Dalam unggahannya, Disdukcapil Garut menyampaikan bahwa pelayanan kependudukan kini semakin mendekat kepada masyarakat melalui program jemput bola dan edukasi interaktif.
“Pelayanan kependudukan di Kabupaten Garut akan semakin dekat dan nyata. Petugas kami tidak lagi hanya duduk di belakang meja kantor, tetapi aktif berkeliling memberikan layanan langsung (Jemput Bola) dan edukasi interaktif untuk membahagiakan masyarakat,” tulis Disdukcapil Garut.
Tiga petugas yang ditugaskan menjalankan pelayanan langsung tersebut memiliki fokus tugas yang berbeda sesuai kebutuhan masyarakat.
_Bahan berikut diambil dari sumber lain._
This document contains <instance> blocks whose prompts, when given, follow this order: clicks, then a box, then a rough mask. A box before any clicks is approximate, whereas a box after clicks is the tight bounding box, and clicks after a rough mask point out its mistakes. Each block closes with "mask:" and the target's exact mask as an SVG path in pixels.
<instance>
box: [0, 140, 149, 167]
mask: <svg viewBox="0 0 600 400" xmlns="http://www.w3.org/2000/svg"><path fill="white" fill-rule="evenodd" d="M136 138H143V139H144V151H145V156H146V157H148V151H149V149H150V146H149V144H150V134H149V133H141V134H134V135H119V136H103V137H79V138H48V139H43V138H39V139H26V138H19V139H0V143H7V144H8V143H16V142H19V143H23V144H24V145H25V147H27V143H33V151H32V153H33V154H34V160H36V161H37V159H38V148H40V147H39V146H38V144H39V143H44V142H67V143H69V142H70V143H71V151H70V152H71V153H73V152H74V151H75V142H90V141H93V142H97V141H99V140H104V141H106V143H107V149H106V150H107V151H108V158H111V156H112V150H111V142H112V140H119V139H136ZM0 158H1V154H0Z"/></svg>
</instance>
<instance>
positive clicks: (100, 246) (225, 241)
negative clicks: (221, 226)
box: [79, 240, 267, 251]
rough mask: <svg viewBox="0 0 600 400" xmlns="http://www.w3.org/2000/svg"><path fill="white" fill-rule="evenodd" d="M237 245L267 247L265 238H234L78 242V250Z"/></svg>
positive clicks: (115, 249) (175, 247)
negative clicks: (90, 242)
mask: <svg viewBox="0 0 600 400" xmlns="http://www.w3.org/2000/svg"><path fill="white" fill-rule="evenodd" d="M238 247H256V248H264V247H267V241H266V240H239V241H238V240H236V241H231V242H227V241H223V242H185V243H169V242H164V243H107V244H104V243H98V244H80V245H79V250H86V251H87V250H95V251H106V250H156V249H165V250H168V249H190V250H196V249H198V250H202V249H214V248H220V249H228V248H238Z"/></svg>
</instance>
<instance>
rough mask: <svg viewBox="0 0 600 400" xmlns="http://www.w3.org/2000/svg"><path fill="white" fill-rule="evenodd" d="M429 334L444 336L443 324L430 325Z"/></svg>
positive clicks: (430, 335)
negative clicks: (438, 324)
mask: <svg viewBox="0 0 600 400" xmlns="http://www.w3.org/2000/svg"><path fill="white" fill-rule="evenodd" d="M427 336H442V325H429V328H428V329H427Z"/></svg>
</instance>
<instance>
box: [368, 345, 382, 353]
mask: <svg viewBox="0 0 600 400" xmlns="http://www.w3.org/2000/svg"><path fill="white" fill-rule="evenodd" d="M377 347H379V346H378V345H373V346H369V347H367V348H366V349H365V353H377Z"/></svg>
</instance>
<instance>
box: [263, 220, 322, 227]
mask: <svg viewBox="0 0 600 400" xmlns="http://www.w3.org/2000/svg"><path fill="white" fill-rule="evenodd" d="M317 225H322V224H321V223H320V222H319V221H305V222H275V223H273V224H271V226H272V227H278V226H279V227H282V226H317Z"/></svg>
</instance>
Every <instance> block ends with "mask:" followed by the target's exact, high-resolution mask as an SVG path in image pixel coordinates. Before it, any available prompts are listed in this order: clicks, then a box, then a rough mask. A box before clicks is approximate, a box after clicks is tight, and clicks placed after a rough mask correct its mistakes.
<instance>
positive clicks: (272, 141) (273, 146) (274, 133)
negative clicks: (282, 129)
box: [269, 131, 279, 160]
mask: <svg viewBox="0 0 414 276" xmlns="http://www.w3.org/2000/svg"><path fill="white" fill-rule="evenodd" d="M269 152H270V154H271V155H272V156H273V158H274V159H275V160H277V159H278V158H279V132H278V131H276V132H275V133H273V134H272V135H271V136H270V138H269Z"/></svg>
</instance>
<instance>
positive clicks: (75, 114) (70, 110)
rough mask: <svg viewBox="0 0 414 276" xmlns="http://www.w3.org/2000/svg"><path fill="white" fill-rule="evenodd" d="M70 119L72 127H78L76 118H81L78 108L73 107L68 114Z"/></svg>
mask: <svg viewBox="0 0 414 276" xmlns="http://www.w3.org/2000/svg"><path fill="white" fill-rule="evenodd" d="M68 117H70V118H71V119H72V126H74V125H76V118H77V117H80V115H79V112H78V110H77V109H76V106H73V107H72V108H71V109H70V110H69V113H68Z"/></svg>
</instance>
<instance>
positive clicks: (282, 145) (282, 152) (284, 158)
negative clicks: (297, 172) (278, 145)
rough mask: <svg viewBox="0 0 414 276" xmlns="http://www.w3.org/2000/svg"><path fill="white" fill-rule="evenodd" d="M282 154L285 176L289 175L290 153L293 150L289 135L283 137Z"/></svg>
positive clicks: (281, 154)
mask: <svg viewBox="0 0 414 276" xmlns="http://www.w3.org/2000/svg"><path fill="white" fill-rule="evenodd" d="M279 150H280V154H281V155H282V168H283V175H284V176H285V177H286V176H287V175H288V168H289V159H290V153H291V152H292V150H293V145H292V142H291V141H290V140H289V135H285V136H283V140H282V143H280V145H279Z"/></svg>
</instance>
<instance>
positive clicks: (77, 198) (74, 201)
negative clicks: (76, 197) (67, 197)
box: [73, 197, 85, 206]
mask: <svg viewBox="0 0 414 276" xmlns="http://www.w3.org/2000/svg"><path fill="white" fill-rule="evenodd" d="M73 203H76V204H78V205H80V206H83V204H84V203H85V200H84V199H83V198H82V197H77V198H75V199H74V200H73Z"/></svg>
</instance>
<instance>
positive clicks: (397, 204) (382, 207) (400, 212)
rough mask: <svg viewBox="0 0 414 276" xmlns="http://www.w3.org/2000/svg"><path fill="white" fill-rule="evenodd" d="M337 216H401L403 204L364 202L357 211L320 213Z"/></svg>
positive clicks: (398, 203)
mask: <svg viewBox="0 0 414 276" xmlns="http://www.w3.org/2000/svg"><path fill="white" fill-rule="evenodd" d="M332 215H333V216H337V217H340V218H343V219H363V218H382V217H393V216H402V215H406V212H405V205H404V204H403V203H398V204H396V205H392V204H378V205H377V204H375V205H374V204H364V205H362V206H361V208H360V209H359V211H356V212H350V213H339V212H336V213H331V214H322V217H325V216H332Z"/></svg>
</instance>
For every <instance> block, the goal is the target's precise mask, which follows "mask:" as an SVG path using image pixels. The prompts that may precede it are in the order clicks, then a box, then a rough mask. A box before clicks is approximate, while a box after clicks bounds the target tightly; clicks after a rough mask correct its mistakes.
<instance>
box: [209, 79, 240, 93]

Sigit bertugas melakukan pelayanan jemput bola perekaman KTP elektronik (KTP-el) bagi pemula yang telah berusia 17 tahun namun belum melakukan perekaman identitas.
Sementara itu, Andi hadir melalui program ASA Live di Citimall Garut untuk memberikan edukasi sekaligus menerima berbagai pertanyaan dan pengaduan masyarakat terkait administrasi kependudukan (Adminduk).
Adapun Iwan menjalankan program “Jemput ka Rorompok”, yakni pelayanan langsung yang menyasar warga rentan agar seluruh penduduk dapat terdata dan memperoleh dokumen kependudukan secara optimal.
Melalui inovasi tersebut, Disdukcapil Garut berharap pelayanan administrasi kependudukan tidak hanya mudah diakses, tetapi juga mampu menjangkau masyarakat hingga ke pelosok dan kelompok rentan yang selama ini kesulitan datang ke kantor pelayanan.
Di akhir unggahannya, Disdukcapil Garut juga mengajak masyarakat untuk berpartisipasi dengan memberikan masukan mengenai kampung atau wilayah yang masih membutuhkan pelayanan jemput bola.
“Kira-kira, kampung atau daerah mana lagi yang harus kami datangi untuk Jemput Bola? Tulis di kolom komentar ya!” tulis Disdukcapil Garut dalam Instagramnya.
Program jemput bola ini menjadi salah satu upaya Disdukcapil Kabupaten Garut dalam meningkatkan kualitas pelayanan publik, sekaligus memastikan seluruh masyarakat memperoleh hak atas dokumen administrasi kependudukan secara mudah, cepat, dan merata.